By the time you get to the second island, you see more of Cortex's influence, such as Ripper Roo, Cortex's first animal subject and a major failure, living here instead of with the rest of Cortex's minions, and Koala Kong, the strong guy, running a mine near the coast that is closest to Cortex's island.
On Cortex Island the story is much more explicit, as you make your way through his factory, which leads you to the plant that powers the factory and labs (which are coming up), and then to his toxic waste dump, before you take out the literal boss of the power plant, Pinstripe. You then have to cross the river to the other half of the island and climb up the outside of the castle, then sneak inside in the dark, get through the inner workings of the Castle Machinery, take out Cortex's right hand man, get through Cortex's lab itself, cross a Great Hall to the rooftop exit, and fight Cortex as he tries to make his escape in his blimp.
Crash 2 then takes place on the same islands, but Cortex and N. Brio have taken over more of the islands as they try to fight each other. N. Brio of course being the real creator of the Evolvo-Ray, he is the one in control of all the animal enemies in the game, while Cortex controls only robot and human enemies, like are seen in his lab in Crash 1, after you defeat N. Brio (though Crash 3 shows these guys are robots too). In the first four Warp Rooms, all the enemies consist of animal enemies from Crash 1, only with implants and armor and stuff added on, because now they work for Brio, while in Crash 1 they were just regular animals. When you get to the last Warp Room, Crash finally turns against Cortex, so the animal enemies disappear and are replaced with robots and humans.
Crash 3 then has nothing but human enemies and regular animals, no altered animals, because that is N. Brio's specialty, and he's not in this game. The human enemies work for Cortex and the regular animals are just regular animals.

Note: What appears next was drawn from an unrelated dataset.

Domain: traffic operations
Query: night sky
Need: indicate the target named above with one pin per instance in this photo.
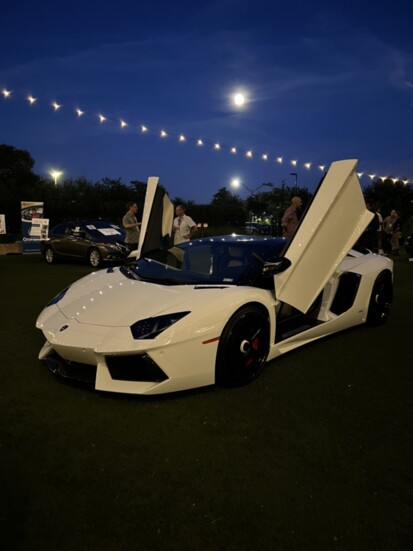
(322, 80)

This attention to who the enemies are working for applies to the bosses as well. In Crash 1, Ripper Roo, Koala Kong, and Pinstripe are all working for Cortex, but were actually created by N. Brio. In Crash 2, Ripper Roo, the Komodo Bros, and Tiny are all working for N. Brio. Why did Ripper Roo switch sides? Well we see in this game that he cured his insanity and became educated. So he chose to help N. Brio try to save the world. In Crash 3, by contrast, Tiny is working for Cortex despite being created to fight Cortex in Crash 2. But Tiny is the franchise's idiot, and can be easily fooled or convinced. Note that the only boss actually created by Cortex in Crash 3 is Dingodile, who is explicitly not the same type of mutant as all the previous ones, and is instead a new type of experiment in creating a hybrid of two creatures, rather than just mutating one or turning it into a cyborg.
The end of Crash 3 then sees Cortex and N. Tropy lost in time as babies, fighting over Uka Uka. We don't know how Cortex got back to the present, but evidently he beat N. Tropy, because in the next game, N. Tropy is a ghost. Though Ripper Roo and Komodo Joe getting the Uka Uka powerup instead of the Aku Aku powerup is a fuckup, because they were both fighting against Uka Uka in their last appearance in Crash 2.